“Me prepara para combatir en la batalla”
“¡Bendito sea el Señor, mi protector! Él es quien me entrena y me prepara para combatir en la batalla” (Salmo 144:1, DHH).
El 26 de junio de 1945 se firmó en la ciudad de San Francisco la Carta de las Naciones Unidas. El preámbulo asegura que los pueblos están resueltos “a preservar a las generaciones venideras del flagelo de la guerra que dos veces durante nuestra vida ha infligido a la humanidad sufrimientos indecibles”. Casi ochenta años después tenemos que preguntarnos: ¿Hemos logrado evitar el “flagelo de la guerra”? Mientras leemos esta reflexión, los tambores de beligerancia no dejan de emitir su lúgubre sonido en muchos lugares de nuestro sangriento planeta.
¿Por qué si las naciones del mundo se han propuesto librarse del “flagelo de la guerra” no han podido concretizar su objetivo? Porque las guerras humanas son el resultado directo del Gran Conflicto entre Dios y Satanás. Esta Guerra no es una contienda mundial, sino universal, y en tanto que no llegue a su final, los seres humanos seremos incapaces de finalizar las batallas que se libran en cada rincón del globo terráqueo.
El Conflicto entre Cristo y Satanás no solamente repercute en el mundo físico; en realidad, las mayores batallas se llevan a cabo en la esfera espiritual.

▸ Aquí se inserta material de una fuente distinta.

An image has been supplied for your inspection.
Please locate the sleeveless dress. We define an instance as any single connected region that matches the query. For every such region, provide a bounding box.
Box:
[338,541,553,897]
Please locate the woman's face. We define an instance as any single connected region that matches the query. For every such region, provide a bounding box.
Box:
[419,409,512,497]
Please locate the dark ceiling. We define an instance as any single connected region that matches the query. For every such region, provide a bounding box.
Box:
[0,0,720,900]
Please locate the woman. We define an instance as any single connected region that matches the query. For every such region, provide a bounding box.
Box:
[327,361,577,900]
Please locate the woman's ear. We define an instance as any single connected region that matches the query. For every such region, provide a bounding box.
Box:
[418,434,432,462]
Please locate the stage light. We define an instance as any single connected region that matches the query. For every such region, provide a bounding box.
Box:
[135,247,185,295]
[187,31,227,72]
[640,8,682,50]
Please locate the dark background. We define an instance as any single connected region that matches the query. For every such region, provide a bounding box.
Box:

Hablando de esto, el apóstol Pablo escribió: “Porque no estamos luchando contra poderes humanos, sino contra malignas fuerzas espirituales del cielo, las cuales tienen mando, autoridad y dominio sobre el mundo de tinieblas que nos rodea. Por eso, tomen toda la armadura que Dios les ha dado, para que puedan resistir en el día malo y, después de haberse preparado bien, mantenerse firmes” (Efe. 6:12, 13, DHH). Pedro se refirió a “los deseos carnales que batallan contra el alma” (1 Ped. 2:11). El peor campo de batalla se halla dentro de nosotros mismos. De hecho, los conflictos externos no son más que un pálido reflejo del tumultuoso combate que se libra en nuestro interior.
Sin embargo, en medio de nuestras propias luchas, sean externas o internas, nosotros podemos afirmar llenos de fe: “¡Bendito sea el Señor, mi protector! Él es quien me entrena y me prepara para combatir en la batalla” (Sal. 144:1, DHH). No podemos evitar estas luchas, pero sí podemos contar con el entrenamiento divino. Si nos falta destreza para lidiar con nuestras batallas, el Señor ha prometido entrenarnos para que salgamos victoriosos.